Setelah menjalani pernikahan beberapa bulan, masalah kesehatan mulai sering datang, terlebih terkait hormonal. Saya sering flek berminggu-minggu. Suka bertanya-tanya apa karena ini saya jadi belum hamil-hamil (meskipun baru 10 bulan pernikahan). Mungkin terkesan ngebet yaa hehe. Kan tiap orang punya alasan yang berbeda-beda ya soal punya anak. Ada yang pengen cepet hamil, ada yang ‘nanti dulu deh’, dan ga ada yang salah ya. Saya termasuk orang yang punya target, sebelum 30, seenggaknya udah hamil. Kenapa? Karena saya punya skoliosis yang bisa bikin kondisi hamil lebih beresiko, jadi ga mau terlalu tua juga hamilnya. Saya juga pengen ketika anak saya udah besar, saya masih ‘nyambung’ diajak jalan, bisa jadi temen ngobrol, temen main juga.
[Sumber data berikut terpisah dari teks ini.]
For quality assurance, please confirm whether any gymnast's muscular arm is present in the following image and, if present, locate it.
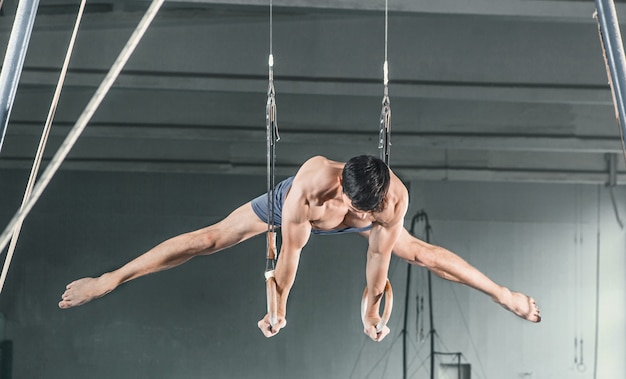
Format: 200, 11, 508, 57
258, 181, 311, 337
363, 180, 408, 341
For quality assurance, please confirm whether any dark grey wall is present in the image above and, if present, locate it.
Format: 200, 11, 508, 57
0, 170, 626, 379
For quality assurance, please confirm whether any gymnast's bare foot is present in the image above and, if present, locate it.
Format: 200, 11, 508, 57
493, 288, 541, 322
59, 275, 114, 309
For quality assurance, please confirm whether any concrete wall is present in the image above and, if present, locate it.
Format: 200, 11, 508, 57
0, 170, 626, 379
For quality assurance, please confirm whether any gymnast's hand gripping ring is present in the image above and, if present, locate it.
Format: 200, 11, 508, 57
361, 279, 393, 333
265, 232, 278, 327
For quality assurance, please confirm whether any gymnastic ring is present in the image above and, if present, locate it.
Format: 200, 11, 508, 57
265, 270, 278, 327
361, 279, 393, 333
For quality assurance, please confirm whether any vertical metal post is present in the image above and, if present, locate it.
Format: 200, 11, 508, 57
595, 0, 626, 151
0, 0, 39, 151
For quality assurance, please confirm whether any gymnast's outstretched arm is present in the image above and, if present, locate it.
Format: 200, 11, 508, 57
59, 203, 267, 309
393, 229, 541, 322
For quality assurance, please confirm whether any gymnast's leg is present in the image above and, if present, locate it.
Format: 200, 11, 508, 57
59, 203, 267, 309
393, 229, 541, 322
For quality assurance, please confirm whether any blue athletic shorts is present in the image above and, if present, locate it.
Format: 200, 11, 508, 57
251, 176, 293, 226
250, 176, 372, 235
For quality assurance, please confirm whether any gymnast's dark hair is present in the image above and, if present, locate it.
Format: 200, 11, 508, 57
341, 155, 390, 212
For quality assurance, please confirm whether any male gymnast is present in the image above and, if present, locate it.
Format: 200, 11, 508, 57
59, 155, 541, 341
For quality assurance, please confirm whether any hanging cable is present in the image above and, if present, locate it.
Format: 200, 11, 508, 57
0, 0, 164, 268
0, 0, 86, 292
265, 0, 280, 326
378, 0, 391, 166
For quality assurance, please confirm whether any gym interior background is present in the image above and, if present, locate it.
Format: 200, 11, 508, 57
0, 0, 626, 379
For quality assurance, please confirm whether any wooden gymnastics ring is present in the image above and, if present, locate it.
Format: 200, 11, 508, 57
265, 270, 278, 327
361, 279, 393, 333
265, 231, 278, 327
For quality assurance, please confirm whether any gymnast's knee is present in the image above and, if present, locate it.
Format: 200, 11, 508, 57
187, 230, 220, 256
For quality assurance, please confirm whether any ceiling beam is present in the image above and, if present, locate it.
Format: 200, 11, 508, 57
0, 159, 626, 185
163, 0, 594, 21
21, 68, 612, 105
7, 123, 622, 154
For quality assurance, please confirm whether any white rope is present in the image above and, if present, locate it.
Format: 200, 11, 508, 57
0, 0, 86, 292
0, 0, 164, 292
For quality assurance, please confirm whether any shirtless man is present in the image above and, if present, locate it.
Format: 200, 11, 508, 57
59, 155, 541, 341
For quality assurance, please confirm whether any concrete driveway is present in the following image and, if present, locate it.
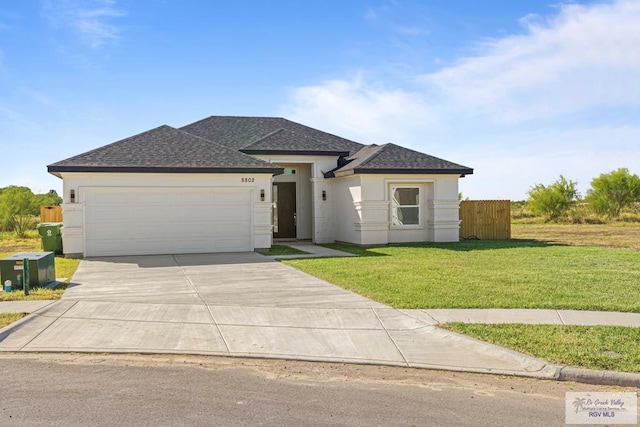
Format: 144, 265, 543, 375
0, 253, 558, 378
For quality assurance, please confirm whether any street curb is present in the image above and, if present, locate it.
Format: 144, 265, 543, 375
557, 366, 640, 388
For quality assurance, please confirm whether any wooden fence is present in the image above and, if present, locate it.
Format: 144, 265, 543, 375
460, 200, 511, 240
40, 206, 62, 222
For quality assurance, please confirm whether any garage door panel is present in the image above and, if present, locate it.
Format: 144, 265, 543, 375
84, 188, 253, 256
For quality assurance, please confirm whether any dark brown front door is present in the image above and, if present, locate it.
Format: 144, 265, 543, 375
273, 182, 296, 239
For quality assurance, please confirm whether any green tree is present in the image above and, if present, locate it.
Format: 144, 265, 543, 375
585, 168, 640, 217
0, 185, 40, 238
527, 175, 578, 220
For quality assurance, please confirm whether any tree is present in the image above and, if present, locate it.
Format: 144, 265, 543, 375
0, 185, 40, 238
586, 168, 640, 217
527, 175, 578, 220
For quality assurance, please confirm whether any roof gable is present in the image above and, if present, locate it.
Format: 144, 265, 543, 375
326, 143, 473, 177
48, 125, 281, 173
240, 129, 349, 156
180, 116, 363, 153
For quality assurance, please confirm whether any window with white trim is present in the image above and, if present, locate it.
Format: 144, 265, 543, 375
391, 186, 420, 226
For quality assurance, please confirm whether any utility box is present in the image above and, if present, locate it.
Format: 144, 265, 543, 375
0, 252, 56, 290
36, 222, 62, 254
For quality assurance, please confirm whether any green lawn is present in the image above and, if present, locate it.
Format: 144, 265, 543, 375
283, 240, 640, 312
444, 323, 640, 372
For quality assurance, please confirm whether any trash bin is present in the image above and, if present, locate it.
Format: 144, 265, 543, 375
36, 222, 62, 254
0, 252, 56, 290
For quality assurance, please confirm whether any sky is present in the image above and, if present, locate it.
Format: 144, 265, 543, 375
0, 0, 640, 200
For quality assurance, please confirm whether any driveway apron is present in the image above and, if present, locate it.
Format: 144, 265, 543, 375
0, 253, 557, 378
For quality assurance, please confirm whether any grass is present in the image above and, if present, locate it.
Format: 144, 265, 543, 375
256, 245, 309, 256
511, 222, 640, 251
444, 323, 640, 373
0, 313, 26, 328
283, 240, 640, 312
0, 230, 80, 301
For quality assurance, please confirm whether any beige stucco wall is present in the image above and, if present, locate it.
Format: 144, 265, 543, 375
254, 155, 338, 243
333, 174, 460, 245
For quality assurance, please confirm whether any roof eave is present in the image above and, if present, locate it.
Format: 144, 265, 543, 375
47, 165, 284, 177
352, 168, 473, 176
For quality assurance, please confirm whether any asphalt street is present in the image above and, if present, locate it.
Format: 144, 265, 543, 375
0, 353, 635, 427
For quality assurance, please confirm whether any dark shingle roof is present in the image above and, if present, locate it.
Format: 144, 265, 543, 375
47, 125, 282, 173
240, 129, 349, 156
325, 144, 473, 178
47, 116, 473, 178
180, 116, 363, 153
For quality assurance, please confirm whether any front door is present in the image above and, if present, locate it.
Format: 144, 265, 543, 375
273, 182, 296, 239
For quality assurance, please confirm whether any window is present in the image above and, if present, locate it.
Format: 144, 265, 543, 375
391, 187, 420, 225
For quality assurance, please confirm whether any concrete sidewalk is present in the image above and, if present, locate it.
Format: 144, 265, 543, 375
5, 300, 640, 328
0, 253, 636, 379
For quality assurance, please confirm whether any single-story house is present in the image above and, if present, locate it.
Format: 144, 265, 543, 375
48, 116, 473, 257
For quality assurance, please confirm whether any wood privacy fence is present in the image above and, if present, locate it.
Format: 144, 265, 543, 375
40, 206, 62, 222
460, 200, 511, 240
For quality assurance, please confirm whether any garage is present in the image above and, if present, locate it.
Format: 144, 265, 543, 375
82, 187, 253, 257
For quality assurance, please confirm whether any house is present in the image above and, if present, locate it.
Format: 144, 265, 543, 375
48, 116, 473, 257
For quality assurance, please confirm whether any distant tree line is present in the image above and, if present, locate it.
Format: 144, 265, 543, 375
525, 168, 640, 221
0, 185, 62, 237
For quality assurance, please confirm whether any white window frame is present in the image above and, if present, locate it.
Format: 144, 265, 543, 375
389, 183, 424, 230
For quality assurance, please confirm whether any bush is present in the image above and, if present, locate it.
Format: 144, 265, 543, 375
526, 175, 578, 220
586, 168, 640, 218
Selain itu, harapannya saat anak semakin besar, saya masih di usia produktif juga, masih semangat untuk cari cuan 😀
Akhirnya, setelah sekitar 10 bulan menikah, saya mengajukan resign karena kondisi kesehatan. Sayang sebenarnya, karena di 1 sisi saya sudah enjoy dengan pekerjaan saya, tapi di sisi lain kondisi Kesehatan semakin perlu diperhatikan dengan mengurangi aktivitas-aktivitas yang berat. Setelah resign, saya masih berusaha mencari pekerjaan yang dinamikanya tidak terlalu melelahkan seperti sebelumnya (ya karna mana ada kerjaan yang ga bikin lelah kan yaa wkwk). Sambil menunggu keputusan beberapa perusahaan dalam tahap rekrutmen mereka, saya juga berdoa mohon yang terbaik saat itu, apakah mendapat pekerjaan baru atau Tuhan percayakan manusia mungil di keluarga kami (sembari saya bekerja freelance/by project).
Ternyata Tuhan menjawab doa saya yang kedua. Selang sebulan dari resign, saya hamil. Semenjak saat itu, perburuan mencari pekerjaan baru saya tunda karena sangat besar kemungkinan saya tidak akan diterima dengan kondisi berbadan dua. Saya juga ingin lebih fokus pada kehamilan saya dulu. Jadi, saya hanya menerima pekerjaan / projek yang fleksibel bisa saya lakukan sambil menjalani kehamilan.
Setelah melahirkan, saya banyak sekali belajar mengenai parenting. Saya memang tidak mau anak saya punya inner child yang kurang menyenangkan seperti yang saya alami. Saya berupaya mendampingi dan membesarkan anak saya, dengan lebih banyak menerapkan berbagai teori psikologi anak dan parenting yang telah saya baca, dengan harapan anak saya bisa tumbuh lebih penuh kegembiraan dan lebih baik dibanding saya.
Apakah saya bahagia menjadi Stay-at-Home-Mom?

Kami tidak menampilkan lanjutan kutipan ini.